Des crédits d’impôt efficaces pour stimuler l’emploi local en Norvège

La plupart des États présentent des différences géographiques importantes et persistantes en matière de revenu et d’emploi. Les politiques de développement territorial tentent de réduire ces différences en ciblant les régions sous-développées ou en difficulté économique.

La recherche a accordé relativement peu d’attention jusqu’ici aux crédits d’impôt sur la masse salariale, une politique de développement territorial couramment utilisée en Finlande, en Norvège et en Suède. La taxe sur la masse salariale finance le système d’assurance sociale de ces pays. De plus, cette taxe prélevée sur les entreprises représente environ 15 % des recettes fiscales totales des pays de l’Organisation de coopération et de développement économiques (OCDE).

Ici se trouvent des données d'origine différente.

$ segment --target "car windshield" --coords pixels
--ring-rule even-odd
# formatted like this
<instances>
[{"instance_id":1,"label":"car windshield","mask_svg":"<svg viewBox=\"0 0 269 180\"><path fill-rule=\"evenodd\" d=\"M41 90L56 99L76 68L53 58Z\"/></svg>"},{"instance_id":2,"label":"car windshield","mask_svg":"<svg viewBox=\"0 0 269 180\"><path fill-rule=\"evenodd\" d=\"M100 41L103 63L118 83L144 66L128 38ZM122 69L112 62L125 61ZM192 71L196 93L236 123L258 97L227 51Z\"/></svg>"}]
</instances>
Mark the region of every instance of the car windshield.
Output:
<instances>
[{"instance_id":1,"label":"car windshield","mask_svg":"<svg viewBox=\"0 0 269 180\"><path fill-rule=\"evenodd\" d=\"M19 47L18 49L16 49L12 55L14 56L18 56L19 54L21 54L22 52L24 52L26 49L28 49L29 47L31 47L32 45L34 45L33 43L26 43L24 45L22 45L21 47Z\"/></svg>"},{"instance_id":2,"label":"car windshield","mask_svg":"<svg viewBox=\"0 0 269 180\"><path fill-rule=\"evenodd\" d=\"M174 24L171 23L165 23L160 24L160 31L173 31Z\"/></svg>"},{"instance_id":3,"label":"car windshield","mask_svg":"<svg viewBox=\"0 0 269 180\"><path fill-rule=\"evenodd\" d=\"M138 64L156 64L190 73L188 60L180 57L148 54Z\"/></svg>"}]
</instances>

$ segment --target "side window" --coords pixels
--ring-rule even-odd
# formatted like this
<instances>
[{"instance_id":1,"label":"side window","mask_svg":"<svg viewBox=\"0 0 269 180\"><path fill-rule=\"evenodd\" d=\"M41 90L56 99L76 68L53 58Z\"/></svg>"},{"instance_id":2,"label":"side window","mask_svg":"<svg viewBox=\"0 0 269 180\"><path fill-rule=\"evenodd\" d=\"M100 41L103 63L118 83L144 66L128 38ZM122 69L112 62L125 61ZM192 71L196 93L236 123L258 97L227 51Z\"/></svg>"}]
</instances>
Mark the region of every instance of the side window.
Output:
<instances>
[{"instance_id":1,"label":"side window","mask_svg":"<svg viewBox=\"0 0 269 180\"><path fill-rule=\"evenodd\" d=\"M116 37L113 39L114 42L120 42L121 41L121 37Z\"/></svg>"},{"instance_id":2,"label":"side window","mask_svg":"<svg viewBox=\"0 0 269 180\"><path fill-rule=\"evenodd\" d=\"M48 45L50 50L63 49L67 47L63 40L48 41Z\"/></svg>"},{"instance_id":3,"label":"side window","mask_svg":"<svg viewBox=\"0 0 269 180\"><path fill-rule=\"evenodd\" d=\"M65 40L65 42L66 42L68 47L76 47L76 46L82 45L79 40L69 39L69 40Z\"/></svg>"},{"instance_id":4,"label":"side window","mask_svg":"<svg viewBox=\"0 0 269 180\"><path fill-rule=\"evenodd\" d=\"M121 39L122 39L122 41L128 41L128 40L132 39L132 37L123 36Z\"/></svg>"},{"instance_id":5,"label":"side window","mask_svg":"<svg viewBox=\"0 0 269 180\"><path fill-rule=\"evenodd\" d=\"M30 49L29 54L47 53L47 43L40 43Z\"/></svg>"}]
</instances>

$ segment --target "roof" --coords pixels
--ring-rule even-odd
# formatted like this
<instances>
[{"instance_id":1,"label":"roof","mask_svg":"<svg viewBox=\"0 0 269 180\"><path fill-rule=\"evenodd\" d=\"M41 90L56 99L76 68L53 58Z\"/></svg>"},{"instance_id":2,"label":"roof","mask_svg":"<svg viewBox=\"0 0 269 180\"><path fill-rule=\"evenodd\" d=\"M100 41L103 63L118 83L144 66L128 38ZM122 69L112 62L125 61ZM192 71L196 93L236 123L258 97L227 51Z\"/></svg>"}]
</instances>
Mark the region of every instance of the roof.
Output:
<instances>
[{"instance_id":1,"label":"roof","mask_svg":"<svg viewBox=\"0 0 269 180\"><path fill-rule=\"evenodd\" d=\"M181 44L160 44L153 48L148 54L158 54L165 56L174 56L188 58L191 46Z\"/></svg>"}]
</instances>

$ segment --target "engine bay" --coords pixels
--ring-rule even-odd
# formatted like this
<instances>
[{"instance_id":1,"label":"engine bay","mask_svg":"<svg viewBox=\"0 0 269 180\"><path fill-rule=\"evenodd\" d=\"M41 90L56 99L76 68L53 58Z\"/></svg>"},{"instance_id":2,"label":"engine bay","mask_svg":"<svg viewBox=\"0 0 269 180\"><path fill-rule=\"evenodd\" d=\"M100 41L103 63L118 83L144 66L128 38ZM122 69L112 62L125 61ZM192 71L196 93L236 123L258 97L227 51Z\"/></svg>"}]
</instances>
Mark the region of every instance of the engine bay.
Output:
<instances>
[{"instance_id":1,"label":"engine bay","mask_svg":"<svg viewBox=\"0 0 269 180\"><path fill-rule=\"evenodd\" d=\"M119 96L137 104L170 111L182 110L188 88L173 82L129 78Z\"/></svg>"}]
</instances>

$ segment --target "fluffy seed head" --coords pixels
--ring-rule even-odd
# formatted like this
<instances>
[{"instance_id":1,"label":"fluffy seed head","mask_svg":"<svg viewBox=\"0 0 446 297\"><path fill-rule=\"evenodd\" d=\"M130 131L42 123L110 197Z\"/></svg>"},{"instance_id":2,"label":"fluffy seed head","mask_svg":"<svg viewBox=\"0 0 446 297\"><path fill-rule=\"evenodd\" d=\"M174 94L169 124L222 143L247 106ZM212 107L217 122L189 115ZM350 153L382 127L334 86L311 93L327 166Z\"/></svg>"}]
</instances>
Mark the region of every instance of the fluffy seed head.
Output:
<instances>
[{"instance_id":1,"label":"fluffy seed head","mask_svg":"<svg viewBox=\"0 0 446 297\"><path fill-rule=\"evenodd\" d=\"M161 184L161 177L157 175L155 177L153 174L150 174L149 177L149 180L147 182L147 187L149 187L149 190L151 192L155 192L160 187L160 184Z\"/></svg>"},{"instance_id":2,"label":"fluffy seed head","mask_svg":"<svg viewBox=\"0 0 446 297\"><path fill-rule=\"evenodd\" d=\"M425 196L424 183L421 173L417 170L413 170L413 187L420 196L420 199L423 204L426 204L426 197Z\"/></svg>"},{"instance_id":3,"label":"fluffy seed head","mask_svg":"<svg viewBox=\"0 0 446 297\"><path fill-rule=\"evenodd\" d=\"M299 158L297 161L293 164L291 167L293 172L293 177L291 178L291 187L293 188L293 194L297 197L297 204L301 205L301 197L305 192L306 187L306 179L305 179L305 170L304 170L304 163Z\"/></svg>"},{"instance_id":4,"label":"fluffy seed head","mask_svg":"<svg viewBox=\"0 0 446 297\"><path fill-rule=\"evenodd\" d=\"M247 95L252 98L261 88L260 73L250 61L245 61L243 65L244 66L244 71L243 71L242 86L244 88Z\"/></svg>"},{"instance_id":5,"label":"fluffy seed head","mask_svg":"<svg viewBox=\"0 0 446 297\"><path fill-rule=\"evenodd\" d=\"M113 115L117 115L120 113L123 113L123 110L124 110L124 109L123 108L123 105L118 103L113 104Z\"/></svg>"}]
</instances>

Pour stimuler l’emploi dans les régions éloignées et réduire les disparités régionales en termes de débouchés sur le marché du travail, les gouvernements finlandais, suédois et norvégien appliquent depuis longtemps des taux d’imposition salariaux différenciés selon les régions. En Norvège, par exemple, ces taux varient de 0 % dans les régions les plus septentrionales à 14,1 % dans les régions centrales.

Dans une étude.  Ce lien mène à un site qui n'est peut-être pas soumis au standard gouvernemental sur l'accessibilité. récente publiée sur le site en recherche économique européen VOX, des chercheuses ont examiné l’expérience de la Norvège pour déterminer si les crédits d’impôt sur la masse salariale, en fonction du lieu de travail, stimulent l’emploi dans les régions éloignées et à faible taux d’imposition.

Le principal défi de l’étude était d’évaluer dans quelle mesure les taux d’imposition en vigueur dans les différentes régions reflétaient adéquatement les conditions de développement économique régionales. Pour ce faire, les chercheuses ont exploité un cadre politique inhabituel qui s’est déroulé en Norvège entre les années 2004 et 2006 : à cette époque, le régime de différenciation régional des taxes sur la masse salariale avait été aboli. L’étude compare ainsi l’emploi et les salaires avant (2000-2003) et après (2004-2006) l’abolition du régime.

Il en ressort qu’une augmentation d’un point de pourcentage de la taxe sur la masse salariale a pour effet de réduire l’emploi sur le marché du travail local de 1,37 %. La baisse de l’emploi est principalement attribuable au fait que les travailleurs salariés deviennent chômeurs ou sans emploi; ils ne migrent pas vers d’autres régions. Un deuxième constat veut qu’une augmentation d’un point de pourcentage de la taxe sur la masse salariale entraîne une baisse des salaires sur le marché du travail local de 0,32 %. Cela signifie que les entreprises ont pu répercuter une partie de leurs coûts salariaux additionnels sur les salaires des travailleurs.

L’efficacité des crédits d’impôt en fonction du lieu de travail pour stimuler l’emploi local dépend de la flexibilité des salaires à la suite d’un changement fiscal. Dans les contextes où la hausse des coûts de main-d’œuvre pour les entreprises est facilement répercutée sur les salaires des travailleurs, les chercheuses ne s’attendent à aucun changement dans les niveaux d’emploi en réponse à l’augmentation de la taxe.

En revanche, dans les situations où les salaires ne peuvent pas être adaptés complètement, les niveaux d’emploi peuvent être plus sensibles aux modifications de la taxe.

La hausse de la taxe sur la masse salariale n’a pas été entièrement répercutée sur les salaires des travailleurs en Norvège. Cela indique une rigidité des salaires à la baisse. Les résultats de l’étude suggèrent que dans des contextes présentant un certain degré de rigidité salariale, les crédits d’impôt en fonction du lieu de travail peuvent être efficaces pour stimuler l’emploi local.